AI enthusiasm will propel the S&P 500 to 7,000 by next year, although AI itself is largely seen as a market bubble that will bubble until 2025. Investors are overestimating the technology’s macroeconomic benefits.
The S&P 500 has already broken more than thirty new highs this year, and the rush for artificial intelligence will keep equities rising until 2025. Analysts expect the benchmark index to top at 7,000 next year. If the benchmark index reaches that level, it will have increased by 27%.
While early predictions on AI projected that the bull run would persist for years, other analysts think that it is a bubble that will burst — but it will continue to inflate until then.
If this judgement is correct and an asset price bubble is developing around AI, as it has around earlier breakthrough technologies, it is likely to expand further before bursting. And it will burst. Bubbles come and go in markets; it’s an unavoidable fact.
While the AI market fever has been compared to the 2000s dot-com bubble, some have denied the comparison, pointing out that today’s AI beneficiaries are nowhere near as expensive as their early internet equivalents.
I believe we will continue to see excellent earnings growth; nevertheless, market euphoria may outrun earnings growth.

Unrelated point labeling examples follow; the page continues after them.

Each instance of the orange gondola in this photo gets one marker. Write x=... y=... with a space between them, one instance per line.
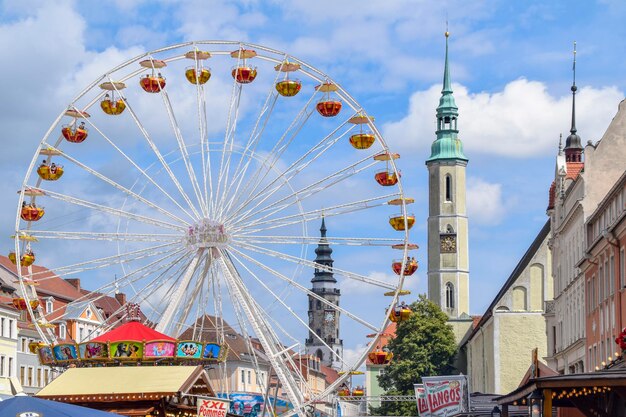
x=380 y=357
x=409 y=269
x=31 y=213
x=397 y=222
x=75 y=134
x=197 y=76
x=114 y=107
x=386 y=178
x=400 y=313
x=50 y=172
x=288 y=88
x=329 y=108
x=21 y=303
x=244 y=75
x=362 y=140
x=26 y=260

In other words, the market is overly optimistic about AI at this point.
While investors have poured money into the technology with the expectation that it will lead to a significant increase in productivity in the coming years, the firm’s report predicts that those benefits will not be realised until the end of the decade.
What appears to be happening is that AI is following the Gartner Hype Cycle, which shows how perceptions of the impact of new technology change over time. Investors must be nearing the peak of their exaggerated expectations, at least in terms of AI’s macroeconomic influence.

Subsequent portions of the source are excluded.